When you’re at the ages 20-35, retirement may seem like a lifetime away, especially when you have student loans knocking at your door…window, bathroom stall- you get the picture. Nevertheless, the show must go on, and time waits for no one. Now, if clearing away your debt is your primary focus at this point, then there is no harm in that. I am a huge fan of bulldozing, meaning putting around 90% of my efforts on one area, until the goal has been attained. So, if you would like to continue with knocking out your debt before starting your retirement plan, then I will not discourage you; though, it is nice to have an idea on what you can expect. Just be aware the longer you wait, the more you will need to save in a shorter amount of time. This discussion is not for the faint of heart. When you decide to crunch your numbers to calculate how much you need to retire, you may get some sticker shock at the large number. With that being said, you’ve been warned and please proceed with caution.

 

I’ve looked at a few retirement calculators and the one I feel is the easiest to follow, with realistic estimates, is on CNN Money. This view will show you side by side, how much you will need to retire, and how much you’re on track to have. It will also provide you how much that is in today’s dollars, and how much that will be in future dollars, due to inflation.

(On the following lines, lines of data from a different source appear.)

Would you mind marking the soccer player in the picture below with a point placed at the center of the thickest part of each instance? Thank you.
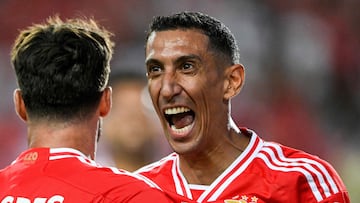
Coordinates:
(193, 70)
(62, 69)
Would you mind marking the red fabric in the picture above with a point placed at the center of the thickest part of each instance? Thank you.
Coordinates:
(264, 172)
(66, 175)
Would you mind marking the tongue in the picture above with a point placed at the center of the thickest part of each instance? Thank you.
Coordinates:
(181, 120)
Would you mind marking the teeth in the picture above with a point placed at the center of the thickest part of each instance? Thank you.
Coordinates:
(176, 110)
(182, 130)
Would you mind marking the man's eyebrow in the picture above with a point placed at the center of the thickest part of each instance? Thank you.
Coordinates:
(177, 60)
(188, 57)
(151, 60)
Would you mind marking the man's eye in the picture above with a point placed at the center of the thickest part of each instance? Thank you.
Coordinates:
(187, 66)
(153, 71)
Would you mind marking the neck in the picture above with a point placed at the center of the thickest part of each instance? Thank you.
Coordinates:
(80, 136)
(204, 168)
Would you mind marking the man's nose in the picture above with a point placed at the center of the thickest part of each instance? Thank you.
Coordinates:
(170, 86)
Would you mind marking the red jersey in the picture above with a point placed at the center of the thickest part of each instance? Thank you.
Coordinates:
(264, 172)
(61, 175)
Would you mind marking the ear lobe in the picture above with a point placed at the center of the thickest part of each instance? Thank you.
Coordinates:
(20, 105)
(105, 102)
(235, 78)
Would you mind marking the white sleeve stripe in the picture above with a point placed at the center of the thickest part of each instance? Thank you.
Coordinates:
(305, 165)
(253, 149)
(176, 179)
(298, 169)
(182, 179)
(282, 157)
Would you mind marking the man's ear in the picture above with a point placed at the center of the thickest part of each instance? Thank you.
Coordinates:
(235, 78)
(105, 102)
(20, 105)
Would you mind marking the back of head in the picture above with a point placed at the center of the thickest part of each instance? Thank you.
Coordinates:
(222, 41)
(62, 67)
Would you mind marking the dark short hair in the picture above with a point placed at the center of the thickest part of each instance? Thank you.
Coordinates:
(220, 37)
(62, 67)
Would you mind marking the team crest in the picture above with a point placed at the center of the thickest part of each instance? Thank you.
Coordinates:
(242, 199)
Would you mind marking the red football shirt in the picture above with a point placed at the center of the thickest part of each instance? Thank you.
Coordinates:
(60, 175)
(264, 172)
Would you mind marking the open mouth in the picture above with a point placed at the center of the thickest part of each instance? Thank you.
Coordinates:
(180, 119)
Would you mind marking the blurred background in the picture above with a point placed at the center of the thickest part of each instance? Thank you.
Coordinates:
(302, 61)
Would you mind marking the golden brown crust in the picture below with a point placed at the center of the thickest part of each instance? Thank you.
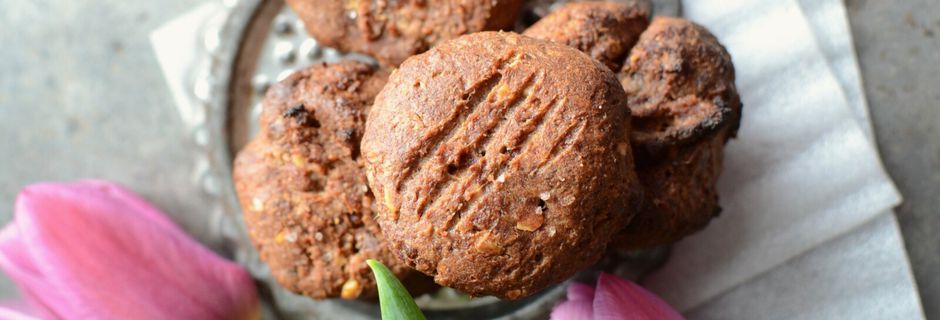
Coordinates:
(680, 84)
(392, 31)
(604, 30)
(499, 162)
(306, 202)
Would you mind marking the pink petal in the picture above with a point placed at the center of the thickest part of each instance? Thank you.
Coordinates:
(102, 252)
(580, 291)
(16, 261)
(617, 298)
(17, 310)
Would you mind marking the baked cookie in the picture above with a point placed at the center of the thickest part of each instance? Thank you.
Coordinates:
(306, 201)
(392, 31)
(604, 30)
(680, 87)
(501, 163)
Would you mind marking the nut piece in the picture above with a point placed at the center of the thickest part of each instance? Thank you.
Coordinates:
(466, 139)
(392, 31)
(680, 84)
(604, 30)
(301, 183)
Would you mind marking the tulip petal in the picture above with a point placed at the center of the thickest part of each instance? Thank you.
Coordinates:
(16, 261)
(580, 291)
(616, 298)
(113, 255)
(579, 305)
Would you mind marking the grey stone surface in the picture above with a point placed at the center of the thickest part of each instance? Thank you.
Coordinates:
(81, 95)
(898, 44)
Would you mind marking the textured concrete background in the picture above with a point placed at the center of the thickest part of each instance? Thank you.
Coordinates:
(81, 95)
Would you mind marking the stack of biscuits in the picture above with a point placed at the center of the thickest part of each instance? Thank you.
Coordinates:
(495, 163)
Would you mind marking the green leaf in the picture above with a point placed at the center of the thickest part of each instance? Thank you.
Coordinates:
(395, 301)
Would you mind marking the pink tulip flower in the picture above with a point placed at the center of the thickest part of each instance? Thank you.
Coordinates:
(613, 298)
(93, 250)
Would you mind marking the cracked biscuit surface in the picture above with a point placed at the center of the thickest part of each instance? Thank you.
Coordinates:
(680, 86)
(501, 164)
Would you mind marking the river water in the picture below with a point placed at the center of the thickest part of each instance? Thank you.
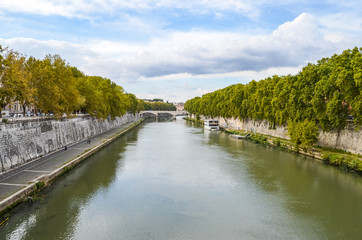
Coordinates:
(174, 180)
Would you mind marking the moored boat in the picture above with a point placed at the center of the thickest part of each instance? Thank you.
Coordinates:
(211, 124)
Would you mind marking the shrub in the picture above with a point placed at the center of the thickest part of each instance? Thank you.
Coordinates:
(303, 133)
(40, 185)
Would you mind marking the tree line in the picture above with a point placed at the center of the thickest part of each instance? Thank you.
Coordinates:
(53, 86)
(160, 106)
(325, 95)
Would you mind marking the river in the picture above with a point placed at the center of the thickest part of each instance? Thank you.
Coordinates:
(175, 180)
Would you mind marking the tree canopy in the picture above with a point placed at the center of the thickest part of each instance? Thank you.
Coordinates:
(53, 86)
(327, 93)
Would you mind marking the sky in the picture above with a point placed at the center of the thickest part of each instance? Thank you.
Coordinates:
(180, 49)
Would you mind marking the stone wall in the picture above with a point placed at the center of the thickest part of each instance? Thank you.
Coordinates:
(22, 141)
(348, 139)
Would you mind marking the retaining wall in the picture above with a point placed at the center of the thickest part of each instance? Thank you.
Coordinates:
(347, 139)
(24, 140)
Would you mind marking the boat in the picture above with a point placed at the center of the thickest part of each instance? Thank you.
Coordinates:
(238, 137)
(211, 124)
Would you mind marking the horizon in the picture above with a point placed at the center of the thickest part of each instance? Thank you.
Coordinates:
(179, 50)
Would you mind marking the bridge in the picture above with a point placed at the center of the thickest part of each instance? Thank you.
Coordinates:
(162, 114)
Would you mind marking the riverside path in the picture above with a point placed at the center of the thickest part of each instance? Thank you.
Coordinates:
(21, 177)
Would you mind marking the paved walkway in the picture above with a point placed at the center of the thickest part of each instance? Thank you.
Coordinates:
(16, 179)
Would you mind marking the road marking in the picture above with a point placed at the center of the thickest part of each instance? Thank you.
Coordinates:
(37, 171)
(14, 184)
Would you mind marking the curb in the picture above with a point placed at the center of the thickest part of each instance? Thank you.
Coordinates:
(19, 196)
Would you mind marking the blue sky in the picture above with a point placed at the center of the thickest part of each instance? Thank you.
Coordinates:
(180, 49)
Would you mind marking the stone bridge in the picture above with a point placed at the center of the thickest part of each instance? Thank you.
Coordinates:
(165, 114)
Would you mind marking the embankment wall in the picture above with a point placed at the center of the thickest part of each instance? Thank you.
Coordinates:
(347, 139)
(24, 140)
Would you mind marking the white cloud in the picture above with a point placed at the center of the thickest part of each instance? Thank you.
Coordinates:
(86, 9)
(200, 54)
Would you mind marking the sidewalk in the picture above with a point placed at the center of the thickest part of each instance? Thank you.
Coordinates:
(25, 176)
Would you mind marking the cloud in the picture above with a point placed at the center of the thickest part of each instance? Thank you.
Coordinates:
(87, 9)
(194, 52)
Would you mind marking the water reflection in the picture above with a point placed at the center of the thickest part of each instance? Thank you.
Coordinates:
(328, 197)
(58, 219)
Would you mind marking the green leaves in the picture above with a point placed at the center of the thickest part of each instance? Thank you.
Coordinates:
(326, 93)
(52, 85)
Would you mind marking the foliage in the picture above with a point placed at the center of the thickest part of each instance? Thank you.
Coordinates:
(53, 86)
(303, 133)
(345, 162)
(158, 106)
(325, 94)
(40, 185)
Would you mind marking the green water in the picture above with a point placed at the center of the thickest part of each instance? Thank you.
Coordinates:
(173, 180)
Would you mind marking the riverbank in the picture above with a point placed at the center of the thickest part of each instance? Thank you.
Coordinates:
(334, 157)
(23, 183)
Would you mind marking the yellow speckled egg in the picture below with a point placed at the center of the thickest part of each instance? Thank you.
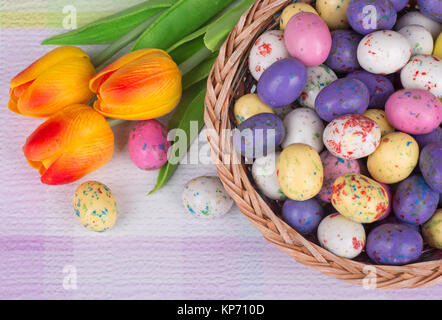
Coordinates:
(95, 206)
(395, 158)
(293, 9)
(379, 116)
(333, 12)
(432, 230)
(248, 106)
(359, 198)
(300, 172)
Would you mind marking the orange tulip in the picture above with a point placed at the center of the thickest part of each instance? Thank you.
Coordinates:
(53, 82)
(142, 85)
(69, 145)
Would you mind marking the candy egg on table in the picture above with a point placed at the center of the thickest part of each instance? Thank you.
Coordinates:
(308, 39)
(95, 206)
(259, 135)
(341, 236)
(395, 158)
(248, 106)
(334, 13)
(317, 79)
(148, 145)
(304, 126)
(282, 83)
(303, 216)
(341, 97)
(335, 167)
(264, 174)
(423, 72)
(383, 52)
(352, 136)
(266, 50)
(343, 55)
(205, 197)
(380, 87)
(358, 10)
(414, 201)
(293, 9)
(394, 244)
(300, 172)
(430, 163)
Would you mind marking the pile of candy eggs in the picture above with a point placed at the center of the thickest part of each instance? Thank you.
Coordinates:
(357, 164)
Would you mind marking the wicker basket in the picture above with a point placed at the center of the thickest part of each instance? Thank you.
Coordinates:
(230, 79)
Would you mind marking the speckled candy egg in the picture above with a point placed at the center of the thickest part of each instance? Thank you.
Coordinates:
(423, 72)
(352, 136)
(300, 172)
(308, 39)
(248, 106)
(334, 13)
(304, 126)
(395, 158)
(95, 206)
(148, 145)
(317, 79)
(383, 52)
(264, 174)
(430, 164)
(268, 49)
(341, 97)
(414, 202)
(359, 12)
(282, 83)
(394, 244)
(334, 167)
(380, 87)
(303, 216)
(414, 111)
(205, 197)
(341, 236)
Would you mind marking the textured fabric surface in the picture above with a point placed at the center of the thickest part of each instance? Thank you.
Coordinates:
(156, 250)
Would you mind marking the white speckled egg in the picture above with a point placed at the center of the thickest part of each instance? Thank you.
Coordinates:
(95, 206)
(303, 125)
(317, 79)
(268, 48)
(423, 72)
(264, 174)
(341, 236)
(383, 52)
(205, 197)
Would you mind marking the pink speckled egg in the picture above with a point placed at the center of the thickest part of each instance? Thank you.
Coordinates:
(148, 145)
(414, 111)
(308, 39)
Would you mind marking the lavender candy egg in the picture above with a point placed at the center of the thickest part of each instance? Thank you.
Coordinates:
(282, 83)
(303, 216)
(394, 244)
(430, 164)
(341, 97)
(343, 55)
(414, 201)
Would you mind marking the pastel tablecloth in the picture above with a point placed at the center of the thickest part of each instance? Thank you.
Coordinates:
(156, 250)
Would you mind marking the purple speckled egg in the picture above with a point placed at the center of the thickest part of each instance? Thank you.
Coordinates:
(394, 244)
(343, 55)
(334, 167)
(342, 97)
(303, 216)
(430, 164)
(359, 11)
(380, 87)
(414, 201)
(259, 135)
(148, 145)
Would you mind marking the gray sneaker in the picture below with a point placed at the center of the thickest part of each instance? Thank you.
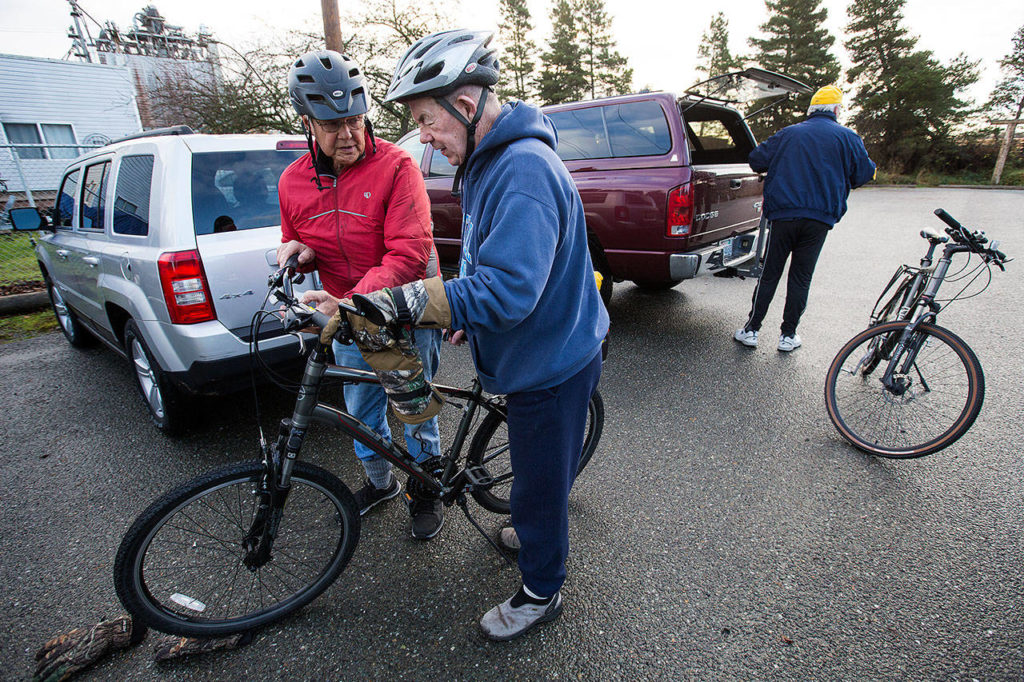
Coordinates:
(505, 622)
(748, 337)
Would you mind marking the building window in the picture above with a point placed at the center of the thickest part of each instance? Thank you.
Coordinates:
(47, 133)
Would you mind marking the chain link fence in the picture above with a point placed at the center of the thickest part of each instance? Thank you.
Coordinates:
(30, 175)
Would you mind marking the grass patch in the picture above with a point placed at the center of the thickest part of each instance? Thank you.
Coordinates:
(17, 259)
(18, 328)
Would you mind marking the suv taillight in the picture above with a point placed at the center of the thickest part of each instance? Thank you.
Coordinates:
(185, 289)
(680, 214)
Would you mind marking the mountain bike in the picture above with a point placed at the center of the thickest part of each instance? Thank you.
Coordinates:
(905, 387)
(224, 553)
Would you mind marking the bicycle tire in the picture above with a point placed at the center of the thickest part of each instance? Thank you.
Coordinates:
(491, 449)
(914, 423)
(175, 573)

For example, your dollar today will lose value over time, and could be worth $0.90 in twenty years. Therefore, in order to have the same value of the dollar today, that means you’ll need a $1.10 in twenty years. In other words, you will need more money in the future, to maintain the same value of money you have today. Remember how your grandparents used to say something like “Back in my day, I could get 5 pieces of candy for a penny.” Well, that’s because that same penny 50 years ago, is now worth around a dime in today’s economy, ten times the amount. What used to cost a penny, now costs a dime.

 

Please keep in mind, that this is simply an estimate for educational purposes. When you’re planning out retirement, it would be best to discuss it with a financial advisor. However, for the DIY and estimate route, this tool will satisfy your needs. You will notice that most quick retirement calculators do not take in to account your expenses, only your income, time, percentage of savings etc. The extent quick calculators may ask is if you plan on living more modestly, about the same or more extravagantly, than your current lifestyle.

 

Most retirement calculators also add in social security into the equation. Millennials’ situation will be different to say the least, when it comes time for us to retire. Social Security is a government construct that will not cease to exist, but will look drastically different compared to our parents and grandparents. From what I’ve read and researched, there is no crystal ball that tells us where Social Security will be in our future. With that in mind, we have to actively prepare for our retirement a lot more than our predecessors, and cannot depend on social security to carry us through our golden years alone. Begin investing in a 401k and/or IRA as soon as you’re able. If your employer provides a 401k match, then take it! Do not leave free money on the table. The more money we invest now, then the more potential growth we can cash in during our retirement.

 

401(k), IRA, Roth IRA, these are terms you may have heard before but never got the break down on what they are and their differences. Allow me to give you a crash course. 401(k) is an employer provided retirement account. If you work for a non-profit company, then you may see a 403(b). These plans allow you to invest a piece of your paycheck before taxes to your retirement. It’s an easy way to get started, and if you don’t see the money hit your direct deposit, then it’s harder to miss it (at least after the first few months).

 

IRA stands for Individual Retirement Account, and it is exactly how it sounds. This is money that you can deposit on your own without your employer.

 

Now the word “Roth” in front of any retirement account to me is like gold. Why? Because Roth means after tax, meaning that when you’re at retirement age, you won’t have to worry about taxing the money you withdraw, because it’s already been taxed. What you see, is literally what you get. However, that does mean you will feel the hit while you are depositing those funds, because you will be taxed right away. I’d rather pay a little as I go along, then have a large tax bill when I’m trying to enjoy my retirement. That’s just my preference.

 

This piece is clearly just a sample on what you’ll need to consider in retirement. However, in our twenties and early thirties, this sample may be able to suffice, and get the ball rolling. Every retirement account has limits as to how much you can deposit a year, based on your income. It is highly recommended that when you’re closer to nailing down the next 30-40 years, that you do a deeper dive with a professional adviser.

 

As always enjoy the rest of your day, and remember a debt sentence doesn’t have to be a life sentence.